Monday, September 8, 2014

Division of Debts in Divorce

As always. Please don’t take this as legal advice or opinion. I am not an attorney, nor do I work for an attorney. If you need to discuss the specifics of your case please seek the advice of an experienced family law attorney.

So a person is heading into a divorce and they have some debt that needs dividing up. This post is about some of the very serious and long term issues that can pop up if they're not careful.

Once the divorce papers are filed there's a document called a "Credit Notice" with the divorce papers. This Notice is required to be included in the divorce per Arizona Law (A.R.S. 25-318).

The problem is that it seems like a lot of people don't have a good understanding of what the Credit Notice means. The Notice reads in part:

In your property settlement agreement or decree of dissolution or legal separation, the court may assign responsibility for certain community debts to one spouse or the other. Please be aware that a court order that does this is binding on the spouses only and does not necessarily relieve either of you from your responsibility for these community debts. These debts are matters of contract between both of you and your creditors (such as banks, credit unions, credit card issuers, finance companies, utility companies, medical providers and retailers).

Since your creditors are not parties to this court case, they are not bound by court orders or any agreements you and your spouse reach in this case. On request, the court may impose a lien against the separate property of a spouse to secure payment of debts that the court orders that spouse to pay.

You may want to contact your creditors to discuss your debts as well as the possible effects of your court case on your debts. To assist you in identifying your creditors, you may obtain a copy of your spouse's credit report by making a written request to the court for an order requiring a credit reporting agency to release the report to you. Within thirty days after receipt of a request from a spouse who is party to a dissolution of marriage or legal separation action, which includes the court and case number of the action, creditors are required by law to provide information as to the balance and account status of any debts for which the requesting spouse may be liable to the creditor.

What this means is that the judge in the divorce case:

MAY and WILL make orders telling the husband and wife to do certain things, pay certain bills, or meet certain financial obligations.


CANNOT and WILL NOT make orders telling their creditors what to do such as refinance a debt, remove a name from an account, or release someone from a liability.

So who or what is a creditor? Simple, anyone you or your spouse owe money to. This includes things like your mortgage company, the company that finances your car, your credit card company, your landlord, your utility company, the IRS, and your spouse's sister that loaned you guys $1,000 last year.

Let's take an example:

A couple is getting a divorce and they have three debts:

The first is a credit card with $5,000 owing on it. Only the husband is listed on the account.

The second is a new 30 year home mortgage with $180,000 owing on it. Both the husband and wife are listed on the mortgage.

The third is the wife's school loan with $20,000 owing on it.
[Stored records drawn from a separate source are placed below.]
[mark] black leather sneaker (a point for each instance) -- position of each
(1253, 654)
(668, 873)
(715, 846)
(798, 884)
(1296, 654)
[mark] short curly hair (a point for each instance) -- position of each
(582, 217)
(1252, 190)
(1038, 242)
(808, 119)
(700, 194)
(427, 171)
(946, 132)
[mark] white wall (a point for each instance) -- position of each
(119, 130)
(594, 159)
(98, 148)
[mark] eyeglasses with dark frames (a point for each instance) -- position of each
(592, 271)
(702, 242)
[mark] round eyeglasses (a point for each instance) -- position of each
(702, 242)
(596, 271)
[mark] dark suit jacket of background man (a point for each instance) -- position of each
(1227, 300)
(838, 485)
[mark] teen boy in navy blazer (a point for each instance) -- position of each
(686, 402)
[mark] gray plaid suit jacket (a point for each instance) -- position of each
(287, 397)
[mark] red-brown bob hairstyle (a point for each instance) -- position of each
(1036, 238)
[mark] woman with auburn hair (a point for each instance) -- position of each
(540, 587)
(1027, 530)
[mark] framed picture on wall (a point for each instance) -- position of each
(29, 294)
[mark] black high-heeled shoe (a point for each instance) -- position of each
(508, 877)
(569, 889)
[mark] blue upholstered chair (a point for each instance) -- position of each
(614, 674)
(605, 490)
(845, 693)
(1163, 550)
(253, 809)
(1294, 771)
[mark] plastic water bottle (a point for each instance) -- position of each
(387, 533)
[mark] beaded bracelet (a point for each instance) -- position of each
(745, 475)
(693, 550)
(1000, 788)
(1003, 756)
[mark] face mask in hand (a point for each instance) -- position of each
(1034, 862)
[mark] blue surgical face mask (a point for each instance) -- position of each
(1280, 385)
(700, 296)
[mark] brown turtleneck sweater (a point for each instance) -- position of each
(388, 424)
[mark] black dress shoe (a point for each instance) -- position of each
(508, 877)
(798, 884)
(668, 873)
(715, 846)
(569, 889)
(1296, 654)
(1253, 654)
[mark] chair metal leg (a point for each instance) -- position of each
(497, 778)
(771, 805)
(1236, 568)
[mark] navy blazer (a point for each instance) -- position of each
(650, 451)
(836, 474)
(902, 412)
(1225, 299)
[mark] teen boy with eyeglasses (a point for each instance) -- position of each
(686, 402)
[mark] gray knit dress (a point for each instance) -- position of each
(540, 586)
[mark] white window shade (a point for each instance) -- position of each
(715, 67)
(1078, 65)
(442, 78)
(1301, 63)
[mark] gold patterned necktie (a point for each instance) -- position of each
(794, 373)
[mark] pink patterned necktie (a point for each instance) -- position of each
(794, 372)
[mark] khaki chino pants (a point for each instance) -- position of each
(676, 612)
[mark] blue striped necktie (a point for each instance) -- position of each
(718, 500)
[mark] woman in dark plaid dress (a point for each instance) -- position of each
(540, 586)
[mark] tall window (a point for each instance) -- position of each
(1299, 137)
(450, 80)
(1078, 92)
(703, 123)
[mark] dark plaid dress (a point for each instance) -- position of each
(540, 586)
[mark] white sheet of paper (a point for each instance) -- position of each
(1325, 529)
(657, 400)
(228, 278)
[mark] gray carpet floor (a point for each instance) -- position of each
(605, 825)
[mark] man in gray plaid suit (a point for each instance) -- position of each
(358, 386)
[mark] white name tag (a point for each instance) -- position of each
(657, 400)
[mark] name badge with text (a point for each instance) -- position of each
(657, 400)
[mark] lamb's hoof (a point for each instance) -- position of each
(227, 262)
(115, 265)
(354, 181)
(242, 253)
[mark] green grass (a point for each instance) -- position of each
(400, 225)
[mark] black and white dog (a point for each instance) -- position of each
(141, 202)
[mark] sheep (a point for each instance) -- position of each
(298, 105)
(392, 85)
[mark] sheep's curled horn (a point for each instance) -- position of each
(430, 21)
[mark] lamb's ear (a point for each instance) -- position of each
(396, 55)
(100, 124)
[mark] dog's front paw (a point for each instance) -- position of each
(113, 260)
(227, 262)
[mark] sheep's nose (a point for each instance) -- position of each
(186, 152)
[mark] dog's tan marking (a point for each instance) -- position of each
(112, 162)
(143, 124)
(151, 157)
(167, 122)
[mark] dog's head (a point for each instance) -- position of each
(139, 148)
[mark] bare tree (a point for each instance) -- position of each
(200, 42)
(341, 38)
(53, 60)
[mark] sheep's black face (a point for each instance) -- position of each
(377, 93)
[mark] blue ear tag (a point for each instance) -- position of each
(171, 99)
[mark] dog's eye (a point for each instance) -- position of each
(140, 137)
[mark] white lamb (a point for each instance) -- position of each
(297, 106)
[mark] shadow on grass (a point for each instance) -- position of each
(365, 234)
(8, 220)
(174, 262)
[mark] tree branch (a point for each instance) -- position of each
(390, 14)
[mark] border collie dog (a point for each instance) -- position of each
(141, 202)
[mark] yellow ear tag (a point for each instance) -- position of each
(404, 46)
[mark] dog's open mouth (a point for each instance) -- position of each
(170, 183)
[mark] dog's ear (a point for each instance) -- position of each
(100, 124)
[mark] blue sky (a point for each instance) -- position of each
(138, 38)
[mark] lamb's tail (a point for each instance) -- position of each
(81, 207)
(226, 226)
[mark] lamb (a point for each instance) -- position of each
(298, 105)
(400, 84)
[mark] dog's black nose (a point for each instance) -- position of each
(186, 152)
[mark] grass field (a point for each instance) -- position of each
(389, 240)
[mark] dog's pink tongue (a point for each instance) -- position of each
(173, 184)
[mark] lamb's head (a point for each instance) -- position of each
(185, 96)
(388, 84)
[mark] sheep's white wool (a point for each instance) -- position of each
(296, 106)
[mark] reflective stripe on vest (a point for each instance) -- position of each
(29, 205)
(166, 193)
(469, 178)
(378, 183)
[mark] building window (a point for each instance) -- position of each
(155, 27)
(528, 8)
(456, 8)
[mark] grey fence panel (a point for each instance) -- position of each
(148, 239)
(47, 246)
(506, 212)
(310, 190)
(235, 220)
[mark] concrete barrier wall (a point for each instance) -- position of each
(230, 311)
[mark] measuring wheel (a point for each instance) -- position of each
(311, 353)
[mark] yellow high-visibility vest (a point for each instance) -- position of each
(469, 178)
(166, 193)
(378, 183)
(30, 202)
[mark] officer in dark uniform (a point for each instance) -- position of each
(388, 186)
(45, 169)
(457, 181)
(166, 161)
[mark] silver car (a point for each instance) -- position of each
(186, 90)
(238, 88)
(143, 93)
Only the wife is listed on the loan.

Now this couple has sat down and agreed that they want a divorce. They've discussed and agreed on how they want things divided and eventually present the following agreement to the judge:

That the husband will be assigned the $5,000 in credit card debt and that he will be 100% responsible for it.

That the husband will keep the home. He will also be assigned the $180,000 mortgage debt and that he will be 100% responsible for it.

That the wife will be assigned the $20,000 in student loan debt and that she will be 100% responsible for it.

The judge agrees and signs off on their agreement in their divorce. Seems simple right? Not so fast...

Now the husband is under court order to pay that mortgage and he has to do it. However the problem arises when the wife tries to buy another home or applies for more credit and is denied. She is denied because she still shows that she is owing on a 30 year, $180,000 home mortgage.

The wife goes to the bank holding the mortgage and shows them the divorce decree showing that the judge ordered that she was no longer responsible. The bank officer then regretfully informs her that the bank will not remove her name from the mortgage. Why?

The Court CANNOT and WILL NOT make orders telling creditors (i.e. the bank) what to do such as refinance a debt, remove a name from an account, or release someone from a liability (i.e. remove the wife from the mortgage).

She will still have that 30 year mortgage hanging over her head until the bank decides that they want to refinance her name off of the account, and they often won't. After all, they'd rather have two people owing them money and not just one.